La música ascendía por el escenario, se metía en los poros, cumpliendo su misión de sembrarse de nortesantandereanidad en el alma.

De las manos convertidas en batuta mágica, del maestro Pablo Tarazona Gómez, sonaron versos convertidos en notas, con ansia de recital: “A mis colegas”, de Víctor M. Guerrero, “Ocañerita”, de Rafael Contreras, “Mercedes de San Nicolás”, de Pablo Tarazona Prada, “Josefita”, de Ángel María Corzo, “A quien engañas abuelo”, de Arnulfo Briceño, “No me olvides”, de Benjamín Herrera, “Que lo sirvan”, de Fausto Pérez, “Desde lejos”, de Bonifacio Bautista, “Santadercito”, de Oriol Rangel y “Las brisas del pamplonita”, de Elías M. Soto. 

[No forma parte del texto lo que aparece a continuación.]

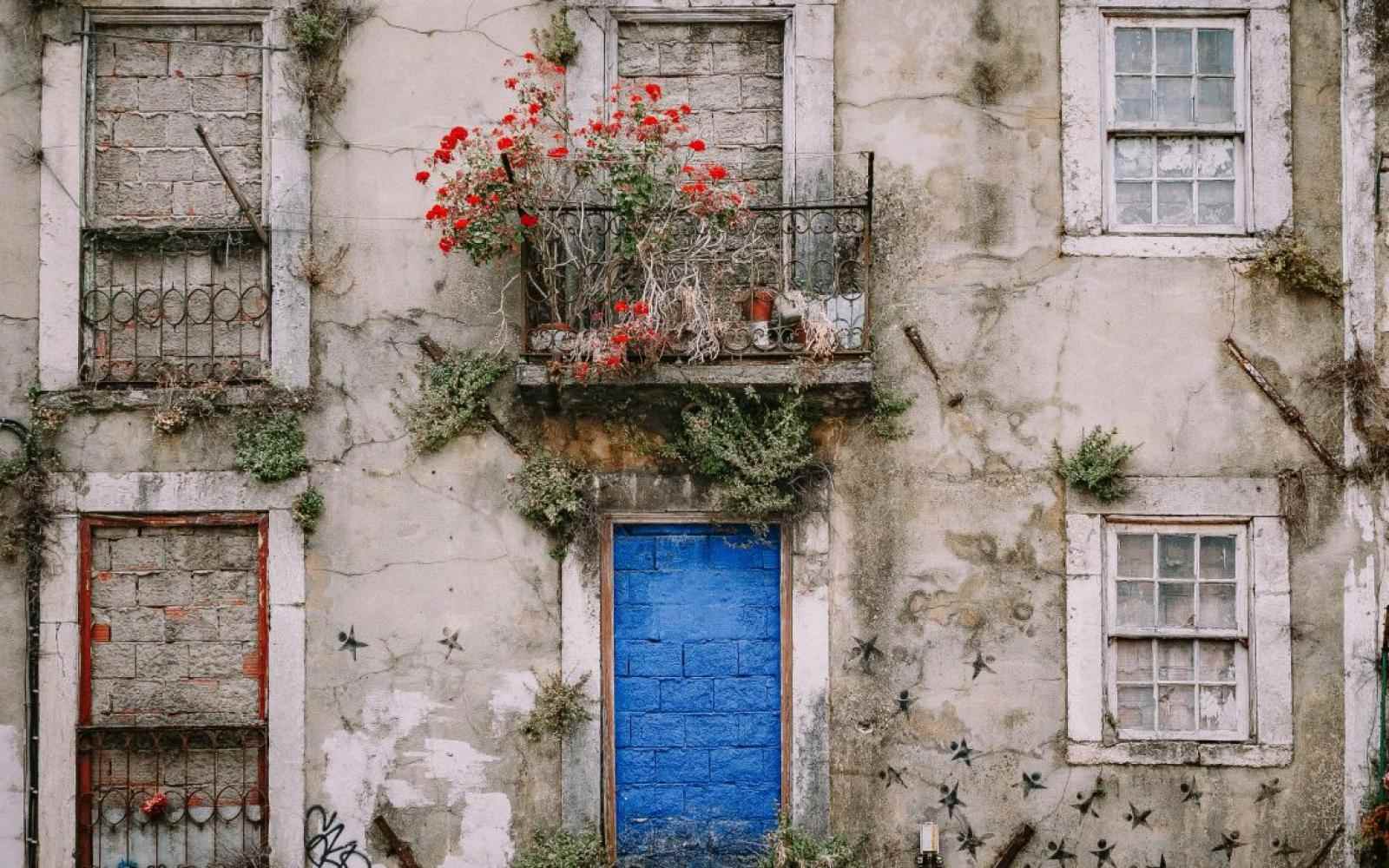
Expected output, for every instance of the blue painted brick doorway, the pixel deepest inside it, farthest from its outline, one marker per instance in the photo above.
(696, 707)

La música ascendía por el escenario, se metía en los poros, se sentaba en las bancas, cumpliendo su misión de sembrarse de nortesantandereanidad en el alma de los asistentes al teatro Zulima, como si los soles se hubieran detenido en el tiempo e iluminaran la sombra de los compositores ancestrales.

Y, ellos, hacían guardia de honor en la eternidad, para dar paso a su inspiración en un rumor de valses, pasillos y bambucos que narraban la historia de los grandes amores, de la tierra, de la gente, de las costumbres bonitas de antes y de todo aquello que contaba la tradición, en un concierto de la antología de nuestros músicos, gracias a la Fundación Cerámica Italia.

Los almendros, la danza, los pasos de los bailarines, las calles brillando de luz, las noches de fantasía, los amigos, los asombros, las cosas queridas, en fin, tantas versiones del pasado, retornaron para refrescar los sueños y susurrarlos a una región que hizo honor a su esperanza en la heredad de sus maestros: el suspiro, desbordante de hidalguía, dibujó en el aire un arco iris de gratitud.